Но сам этих слов не принимал всерьез, считая, что с ним такого произойти не может. Почему? Нет, не задавал себе такого вопроса. И вот только сегодня, сидя на мокрых камнях, растерянный, пустой, словно из него, как из мешка, вытряхнули все содержимое, вдруг отчетливо осознал и даже реально почувствовал угрозу своей жизни, как будто эта угроза стояла за плечами. И Комлев, робея, опадая сердцем, пересиливая страх, оглянулся.
«Неужели могло?»
Солнце катилось над тайгой, обирая с хвои и травы влагу. Шумел, упруго сбегая с плит, ручей. Многояров сидел на юру в пятидесяти метрах, в обычной своей позе, склонившись над раскрытой тетрадью. Комлев бессознательно смотрел на Многоярова, не ведая и не понимая его. Геолог поднял лицо от страничек и, задумавшись, долго смотрел поверх каменного развала, туда, в ясную даль над головою.
А Комлев уже медленно приходил в себя. Страх оставлял, и чем дольше смотрел он на Многоярова, тем спокойнее и полнее становилось на душе.
«Нет, Алексей — мужик классный. За него надо держаться. С ним надо держаться», — думал он, наполняя водой фляжку. Руки Комлева заметно тряслись.
Многояров сидел все в той же позе, привалившись спиною к деревцу. На коленях лежала раскрытая карта. Над ним в огненно-рыжей, но все еще густой хвое лиственок стрекотали и суетились птицы. Их было много, и крик их был громок.
— Чего они? — спросил Комлев.
— Гаички. Мы с тобой на самую медвежью лежку выползли. Они с миши всякую живность обирают. Ищутся в шкуре. Они нас поначалу за медведей приняли. А теперь вот кричат, недовольные. Пора, Николай, запозднились мы нынче. Давай карабин-то мне. Мешает. Говорил — не надо брать. Не послушал.
— Да уж сам я, — отмахнулся Комлев, приноравливая на спине мешок.
Медвежьей тропой они ушли в тайгу. Шли молча. Многояров считал про себя шаги, от одной точки до другой, от одной записи до другой, и так — день, два, десять, месяц, три, весь полевой сезон. По бурелому, по колоднику, по болотам, чащобам, стланикам — каждый шаг на счету. Сколько сделано этих вот шагов, по тайге, тундре, пустыне? Сколько сосчитано их среди голых скал Памира, Тянь-Шаня, в диких развалах, заросших щетиной тайги Джугджура, тут, в Авлаканской тайге… И так всю жизнь, от крохотной точки на карте до другой точки, от одной записи до другой.
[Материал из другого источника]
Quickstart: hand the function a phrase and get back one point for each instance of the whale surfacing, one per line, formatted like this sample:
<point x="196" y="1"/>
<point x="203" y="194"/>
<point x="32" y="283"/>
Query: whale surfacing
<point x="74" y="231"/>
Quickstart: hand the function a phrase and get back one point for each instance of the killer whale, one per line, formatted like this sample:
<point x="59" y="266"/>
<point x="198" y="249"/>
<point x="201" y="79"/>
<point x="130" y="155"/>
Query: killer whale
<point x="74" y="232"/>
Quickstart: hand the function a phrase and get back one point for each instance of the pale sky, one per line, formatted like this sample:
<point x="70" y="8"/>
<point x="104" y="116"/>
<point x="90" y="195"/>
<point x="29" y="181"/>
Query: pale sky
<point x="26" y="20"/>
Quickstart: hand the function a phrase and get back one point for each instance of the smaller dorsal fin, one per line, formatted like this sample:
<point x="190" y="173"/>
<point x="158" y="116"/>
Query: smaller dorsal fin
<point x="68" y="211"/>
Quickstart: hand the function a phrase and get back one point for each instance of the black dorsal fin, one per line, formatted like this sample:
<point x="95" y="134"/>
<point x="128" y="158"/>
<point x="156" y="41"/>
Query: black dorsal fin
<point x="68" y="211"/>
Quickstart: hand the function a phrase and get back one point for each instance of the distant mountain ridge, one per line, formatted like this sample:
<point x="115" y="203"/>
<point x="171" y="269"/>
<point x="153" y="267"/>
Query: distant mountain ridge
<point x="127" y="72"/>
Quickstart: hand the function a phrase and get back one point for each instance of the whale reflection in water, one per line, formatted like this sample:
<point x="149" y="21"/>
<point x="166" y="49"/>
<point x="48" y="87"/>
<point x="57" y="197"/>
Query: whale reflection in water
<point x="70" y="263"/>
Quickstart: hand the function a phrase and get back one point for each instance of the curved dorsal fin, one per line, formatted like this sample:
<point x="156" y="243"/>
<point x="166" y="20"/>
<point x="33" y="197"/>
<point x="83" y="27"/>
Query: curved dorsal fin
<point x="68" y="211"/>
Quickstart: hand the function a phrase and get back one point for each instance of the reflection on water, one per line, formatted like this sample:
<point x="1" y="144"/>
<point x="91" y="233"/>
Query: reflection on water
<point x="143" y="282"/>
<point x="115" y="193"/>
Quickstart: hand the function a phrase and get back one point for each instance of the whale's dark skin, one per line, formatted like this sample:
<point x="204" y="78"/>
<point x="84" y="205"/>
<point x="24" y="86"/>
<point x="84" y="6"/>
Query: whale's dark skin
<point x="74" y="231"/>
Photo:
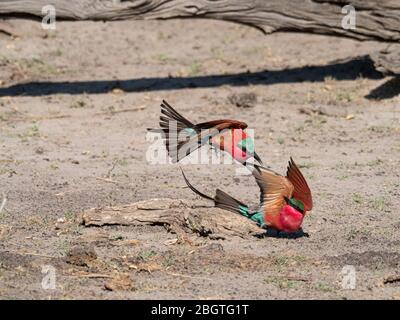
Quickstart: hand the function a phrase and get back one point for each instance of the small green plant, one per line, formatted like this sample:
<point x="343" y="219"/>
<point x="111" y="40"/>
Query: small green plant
<point x="357" y="198"/>
<point x="322" y="286"/>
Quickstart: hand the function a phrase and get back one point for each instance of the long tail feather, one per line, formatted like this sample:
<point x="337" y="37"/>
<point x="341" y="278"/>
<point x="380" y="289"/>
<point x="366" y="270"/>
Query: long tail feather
<point x="221" y="200"/>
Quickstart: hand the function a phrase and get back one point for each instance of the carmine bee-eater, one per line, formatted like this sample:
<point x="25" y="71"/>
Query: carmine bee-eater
<point x="284" y="200"/>
<point x="181" y="136"/>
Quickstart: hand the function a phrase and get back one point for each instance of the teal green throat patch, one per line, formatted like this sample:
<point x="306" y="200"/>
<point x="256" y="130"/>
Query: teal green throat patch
<point x="296" y="203"/>
<point x="247" y="145"/>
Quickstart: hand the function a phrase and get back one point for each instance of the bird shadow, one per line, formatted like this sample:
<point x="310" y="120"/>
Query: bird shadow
<point x="387" y="90"/>
<point x="272" y="233"/>
<point x="349" y="69"/>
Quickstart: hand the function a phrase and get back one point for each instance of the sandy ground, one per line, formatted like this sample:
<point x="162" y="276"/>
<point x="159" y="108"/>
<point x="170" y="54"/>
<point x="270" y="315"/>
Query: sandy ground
<point x="74" y="107"/>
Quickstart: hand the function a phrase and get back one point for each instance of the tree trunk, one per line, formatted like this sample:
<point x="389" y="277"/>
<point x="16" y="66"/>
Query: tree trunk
<point x="375" y="19"/>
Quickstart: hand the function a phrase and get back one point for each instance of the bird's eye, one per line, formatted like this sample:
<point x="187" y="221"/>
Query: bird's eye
<point x="246" y="145"/>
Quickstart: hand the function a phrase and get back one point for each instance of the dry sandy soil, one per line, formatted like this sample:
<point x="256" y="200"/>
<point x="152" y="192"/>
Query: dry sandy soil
<point x="74" y="107"/>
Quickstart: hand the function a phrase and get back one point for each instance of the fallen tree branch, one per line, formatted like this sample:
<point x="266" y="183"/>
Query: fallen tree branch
<point x="177" y="216"/>
<point x="376" y="20"/>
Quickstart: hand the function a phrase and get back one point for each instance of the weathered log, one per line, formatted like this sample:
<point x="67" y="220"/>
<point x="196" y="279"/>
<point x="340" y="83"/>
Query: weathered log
<point x="178" y="216"/>
<point x="375" y="19"/>
<point x="388" y="61"/>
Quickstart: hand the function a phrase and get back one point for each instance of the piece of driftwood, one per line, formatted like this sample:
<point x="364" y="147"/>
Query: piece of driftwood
<point x="178" y="216"/>
<point x="375" y="19"/>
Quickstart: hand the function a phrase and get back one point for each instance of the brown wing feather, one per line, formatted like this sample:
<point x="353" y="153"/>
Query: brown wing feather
<point x="222" y="124"/>
<point x="274" y="188"/>
<point x="301" y="190"/>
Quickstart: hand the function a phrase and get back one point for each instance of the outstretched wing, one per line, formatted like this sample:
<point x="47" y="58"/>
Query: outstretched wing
<point x="274" y="188"/>
<point x="301" y="190"/>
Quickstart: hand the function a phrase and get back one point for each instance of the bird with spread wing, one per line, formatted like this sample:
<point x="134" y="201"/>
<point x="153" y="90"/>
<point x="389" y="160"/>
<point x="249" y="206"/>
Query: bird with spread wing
<point x="182" y="137"/>
<point x="284" y="200"/>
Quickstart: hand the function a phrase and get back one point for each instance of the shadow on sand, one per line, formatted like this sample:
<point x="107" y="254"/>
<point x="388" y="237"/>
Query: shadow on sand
<point x="339" y="70"/>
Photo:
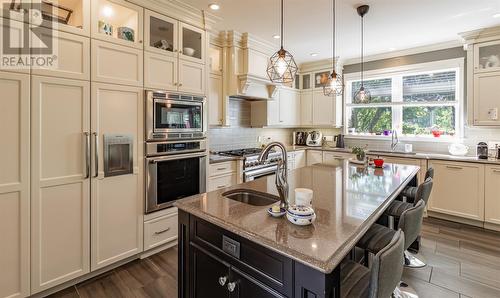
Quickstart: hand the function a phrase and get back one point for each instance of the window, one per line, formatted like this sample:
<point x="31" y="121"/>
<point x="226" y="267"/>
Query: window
<point x="420" y="101"/>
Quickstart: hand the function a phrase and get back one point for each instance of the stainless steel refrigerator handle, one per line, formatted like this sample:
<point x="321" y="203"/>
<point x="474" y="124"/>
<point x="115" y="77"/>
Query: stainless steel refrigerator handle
<point x="87" y="155"/>
<point x="96" y="154"/>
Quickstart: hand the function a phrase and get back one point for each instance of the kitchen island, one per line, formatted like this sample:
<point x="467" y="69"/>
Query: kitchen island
<point x="229" y="248"/>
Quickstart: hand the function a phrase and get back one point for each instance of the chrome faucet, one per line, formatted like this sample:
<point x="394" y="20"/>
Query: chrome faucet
<point x="281" y="171"/>
<point x="394" y="139"/>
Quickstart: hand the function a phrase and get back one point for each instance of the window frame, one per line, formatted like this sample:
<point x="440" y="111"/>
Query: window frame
<point x="397" y="74"/>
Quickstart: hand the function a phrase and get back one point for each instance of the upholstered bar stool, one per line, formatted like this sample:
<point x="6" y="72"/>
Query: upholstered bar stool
<point x="422" y="193"/>
<point x="381" y="279"/>
<point x="378" y="236"/>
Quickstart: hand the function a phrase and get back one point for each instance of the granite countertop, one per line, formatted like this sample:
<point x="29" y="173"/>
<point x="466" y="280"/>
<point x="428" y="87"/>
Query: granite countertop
<point x="347" y="200"/>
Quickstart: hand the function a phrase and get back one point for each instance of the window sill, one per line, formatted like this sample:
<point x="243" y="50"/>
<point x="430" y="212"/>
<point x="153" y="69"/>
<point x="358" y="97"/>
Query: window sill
<point x="405" y="138"/>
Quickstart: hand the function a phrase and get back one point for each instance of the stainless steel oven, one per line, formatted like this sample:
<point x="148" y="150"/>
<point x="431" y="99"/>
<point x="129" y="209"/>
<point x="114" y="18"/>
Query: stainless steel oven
<point x="171" y="175"/>
<point x="171" y="116"/>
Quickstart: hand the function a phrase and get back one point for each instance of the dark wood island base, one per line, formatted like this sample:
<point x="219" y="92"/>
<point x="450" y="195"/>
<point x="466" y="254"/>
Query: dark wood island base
<point x="215" y="263"/>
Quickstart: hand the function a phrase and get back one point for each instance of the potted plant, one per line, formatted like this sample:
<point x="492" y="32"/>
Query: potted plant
<point x="359" y="152"/>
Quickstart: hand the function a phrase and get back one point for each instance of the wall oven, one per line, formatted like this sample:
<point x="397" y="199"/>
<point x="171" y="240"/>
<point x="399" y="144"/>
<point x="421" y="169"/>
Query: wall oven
<point x="171" y="116"/>
<point x="171" y="175"/>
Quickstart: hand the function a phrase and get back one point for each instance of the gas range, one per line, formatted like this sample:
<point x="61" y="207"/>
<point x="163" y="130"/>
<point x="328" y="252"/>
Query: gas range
<point x="251" y="167"/>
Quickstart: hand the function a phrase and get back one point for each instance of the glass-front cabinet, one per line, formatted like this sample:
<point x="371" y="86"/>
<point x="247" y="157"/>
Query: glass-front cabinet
<point x="161" y="34"/>
<point x="117" y="21"/>
<point x="487" y="56"/>
<point x="192" y="42"/>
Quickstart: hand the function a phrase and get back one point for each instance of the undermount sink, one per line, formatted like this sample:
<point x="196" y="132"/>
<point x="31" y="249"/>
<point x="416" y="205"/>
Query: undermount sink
<point x="251" y="197"/>
<point x="390" y="152"/>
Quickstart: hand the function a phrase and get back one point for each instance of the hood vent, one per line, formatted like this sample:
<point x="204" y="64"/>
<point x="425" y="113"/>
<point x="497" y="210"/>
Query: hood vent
<point x="255" y="88"/>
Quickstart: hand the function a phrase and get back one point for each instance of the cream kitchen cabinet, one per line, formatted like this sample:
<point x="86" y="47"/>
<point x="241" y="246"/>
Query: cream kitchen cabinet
<point x="314" y="157"/>
<point x="492" y="197"/>
<point x="458" y="189"/>
<point x="60" y="184"/>
<point x="117" y="21"/>
<point x="486" y="102"/>
<point x="215" y="100"/>
<point x="160" y="71"/>
<point x="116" y="64"/>
<point x="306" y="108"/>
<point x="14" y="185"/>
<point x="215" y="59"/>
<point x="117" y="201"/>
<point x="191" y="77"/>
<point x="73" y="56"/>
<point x="284" y="110"/>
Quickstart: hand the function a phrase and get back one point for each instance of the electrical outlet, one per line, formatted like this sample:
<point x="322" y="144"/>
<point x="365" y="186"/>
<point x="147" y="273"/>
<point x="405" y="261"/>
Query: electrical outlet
<point x="493" y="114"/>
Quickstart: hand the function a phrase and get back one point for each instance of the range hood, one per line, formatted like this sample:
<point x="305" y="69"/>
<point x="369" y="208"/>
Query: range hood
<point x="246" y="61"/>
<point x="255" y="88"/>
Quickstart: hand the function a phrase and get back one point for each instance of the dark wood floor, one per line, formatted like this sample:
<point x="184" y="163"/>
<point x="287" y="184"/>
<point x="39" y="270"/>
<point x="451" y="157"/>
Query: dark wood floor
<point x="463" y="262"/>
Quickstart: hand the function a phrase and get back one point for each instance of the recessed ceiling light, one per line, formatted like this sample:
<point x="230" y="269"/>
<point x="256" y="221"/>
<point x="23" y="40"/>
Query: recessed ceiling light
<point x="214" y="6"/>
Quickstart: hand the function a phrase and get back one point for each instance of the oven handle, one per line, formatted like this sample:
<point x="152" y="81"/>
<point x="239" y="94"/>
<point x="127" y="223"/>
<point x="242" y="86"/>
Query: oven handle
<point x="174" y="157"/>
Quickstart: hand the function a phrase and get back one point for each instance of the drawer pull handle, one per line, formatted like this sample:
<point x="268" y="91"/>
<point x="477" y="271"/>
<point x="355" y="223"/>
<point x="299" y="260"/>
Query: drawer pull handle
<point x="162" y="231"/>
<point x="222" y="280"/>
<point x="231" y="286"/>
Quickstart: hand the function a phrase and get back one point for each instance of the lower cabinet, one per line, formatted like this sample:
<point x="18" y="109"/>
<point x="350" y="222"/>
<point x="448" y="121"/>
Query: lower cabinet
<point x="458" y="189"/>
<point x="14" y="185"/>
<point x="117" y="201"/>
<point x="314" y="157"/>
<point x="492" y="191"/>
<point x="60" y="181"/>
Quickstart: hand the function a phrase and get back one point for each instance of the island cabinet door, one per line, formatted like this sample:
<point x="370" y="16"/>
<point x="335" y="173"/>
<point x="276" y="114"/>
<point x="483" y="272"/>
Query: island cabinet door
<point x="210" y="275"/>
<point x="242" y="285"/>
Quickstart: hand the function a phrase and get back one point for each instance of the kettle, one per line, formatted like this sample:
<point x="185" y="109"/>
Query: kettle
<point x="339" y="141"/>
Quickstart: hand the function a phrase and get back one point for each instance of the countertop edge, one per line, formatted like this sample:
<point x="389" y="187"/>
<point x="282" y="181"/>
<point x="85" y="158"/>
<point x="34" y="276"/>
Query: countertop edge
<point x="324" y="267"/>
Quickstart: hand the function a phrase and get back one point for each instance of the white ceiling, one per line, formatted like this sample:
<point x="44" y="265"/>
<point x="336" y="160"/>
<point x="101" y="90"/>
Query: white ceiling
<point x="389" y="25"/>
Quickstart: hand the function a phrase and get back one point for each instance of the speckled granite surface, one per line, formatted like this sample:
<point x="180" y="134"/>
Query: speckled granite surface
<point x="347" y="201"/>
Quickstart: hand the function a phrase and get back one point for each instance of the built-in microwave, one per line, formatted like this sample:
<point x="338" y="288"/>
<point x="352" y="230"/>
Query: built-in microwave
<point x="174" y="116"/>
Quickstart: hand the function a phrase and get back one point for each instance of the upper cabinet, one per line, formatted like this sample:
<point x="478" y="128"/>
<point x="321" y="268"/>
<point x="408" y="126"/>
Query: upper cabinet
<point x="483" y="76"/>
<point x="117" y="21"/>
<point x="160" y="34"/>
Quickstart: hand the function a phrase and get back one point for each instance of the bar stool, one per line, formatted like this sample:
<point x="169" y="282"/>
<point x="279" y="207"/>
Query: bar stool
<point x="422" y="193"/>
<point x="381" y="279"/>
<point x="378" y="236"/>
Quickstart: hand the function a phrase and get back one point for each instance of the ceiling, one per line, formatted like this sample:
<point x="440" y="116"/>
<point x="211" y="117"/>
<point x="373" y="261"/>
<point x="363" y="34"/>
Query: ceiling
<point x="390" y="25"/>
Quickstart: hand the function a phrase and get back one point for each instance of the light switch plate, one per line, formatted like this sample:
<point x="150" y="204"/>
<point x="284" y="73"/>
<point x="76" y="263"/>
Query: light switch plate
<point x="493" y="114"/>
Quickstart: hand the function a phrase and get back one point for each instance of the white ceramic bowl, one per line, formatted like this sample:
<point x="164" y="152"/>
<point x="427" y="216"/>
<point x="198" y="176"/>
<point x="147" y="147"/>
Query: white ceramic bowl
<point x="188" y="51"/>
<point x="300" y="221"/>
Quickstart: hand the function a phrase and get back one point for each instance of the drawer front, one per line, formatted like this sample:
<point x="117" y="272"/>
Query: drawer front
<point x="160" y="231"/>
<point x="221" y="182"/>
<point x="264" y="265"/>
<point x="222" y="168"/>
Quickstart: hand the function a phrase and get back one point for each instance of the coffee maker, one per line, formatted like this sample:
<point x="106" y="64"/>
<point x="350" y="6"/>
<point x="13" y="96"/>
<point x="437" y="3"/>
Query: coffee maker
<point x="299" y="138"/>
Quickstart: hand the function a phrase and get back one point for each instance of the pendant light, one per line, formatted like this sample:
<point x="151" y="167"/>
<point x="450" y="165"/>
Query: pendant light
<point x="363" y="94"/>
<point x="334" y="86"/>
<point x="282" y="67"/>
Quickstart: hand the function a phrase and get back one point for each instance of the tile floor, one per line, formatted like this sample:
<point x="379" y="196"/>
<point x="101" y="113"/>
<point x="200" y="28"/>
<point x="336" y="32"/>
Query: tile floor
<point x="463" y="261"/>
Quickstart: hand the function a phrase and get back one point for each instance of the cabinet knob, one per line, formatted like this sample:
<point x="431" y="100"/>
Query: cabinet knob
<point x="222" y="280"/>
<point x="231" y="286"/>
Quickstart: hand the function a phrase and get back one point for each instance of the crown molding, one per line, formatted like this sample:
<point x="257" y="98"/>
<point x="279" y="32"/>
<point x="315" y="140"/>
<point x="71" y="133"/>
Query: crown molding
<point x="406" y="52"/>
<point x="180" y="10"/>
<point x="480" y="35"/>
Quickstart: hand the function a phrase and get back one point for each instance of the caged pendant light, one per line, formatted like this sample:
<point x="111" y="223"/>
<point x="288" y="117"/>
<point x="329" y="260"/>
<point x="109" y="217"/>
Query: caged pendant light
<point x="363" y="94"/>
<point x="282" y="67"/>
<point x="334" y="86"/>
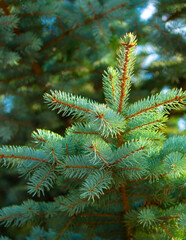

Многие из однокашников Многоярова — кандидаты, доктора наук, «остепенились», сидят в министерстве, и главках, читают на кафедрах, а он после защиты кандидатской диссертации не остепенился.
Комлев брел за Многояровым след в след, копируя его походку, и дремал на ходу. Эта редкая привычка доставляла много веселых минут ребятам в маршрутах. Над ним смеялись, строили каверзы, он не обращал внимания, находясь как бы в летаргии.
Комлев не то чтобы действительно спал, он обладал редкой способностью ни о чем не думать во время ходьбы. Внимание сосредоточивалось только на движении, на том, чтобы не упасть, не споткнуться, не налезть на сук. Обычно он становился как бы одним целым с впереди идущим, его продолжением. Это дремотное хождение за спиной во многом облегчало трудные маршрутные километры.
Нынче Комлев долго не мог погрузиться в это состоящие. Ему казалось, что опасность, которую так явно почувствовал там у ручья, до сих пор висит за плечами. Раздражало еще и то, что потаенный ремень, охватывающий его крестец, бедра, ослаб в пахах и натирал кожу.
Кончился ельник, вильнула и ушла в сторону хорошо натоптанная медвежья тропа.
— Шли как по улице Горького, — сказал Многояров, не сбрасывая рюкзака, сел, сдвинул на колено полевую сумку, достал карту, сказал: — Возьми образец.
В душе негодуя, на что — и сам не мог понять, но внешне оставаясь спокойным, Комлев скинул рюкзак, принялся сначала молотком, а потом руками сдирать упругий слой мошевины. Закопушка получилась глубокой, но, кроме живых корней, мха и перегнившей падалицы, под руки ничего не попадалось. Комлев вынул из мешка штыковую лопату, вырубил черенок, насадил его и стал копать. Копал осторожно. Лопата была сделана специально для отбора проб при шлиховании, края к черенку была сильно закруглены. Служила лопата Комлеву уже многие годы, и он берег ее.
Все время, пока Комлев копал, Многояров писал.
«Хорошо тебе карандашиком чик да чик, — с досадой думал Комлев и тут же тушил это чувство, понимая, что Многоярову ничуть не легче в маршруте, чем ему. — Да ладно. Он мужик фартовый, классный… Спас меня нынче… А рюкзачина у него потяжелее моего, — уговаривал себя, но в голову лезло другое: — А коли найдет месторождение, золото к примеру, вон оно как перло все эти дни, премию загребет. А мне — Карле, который корячится, шиш. Ишь ведь дотошный — то ищет, чего не терял… Всегда так — им все, нам — ничего…»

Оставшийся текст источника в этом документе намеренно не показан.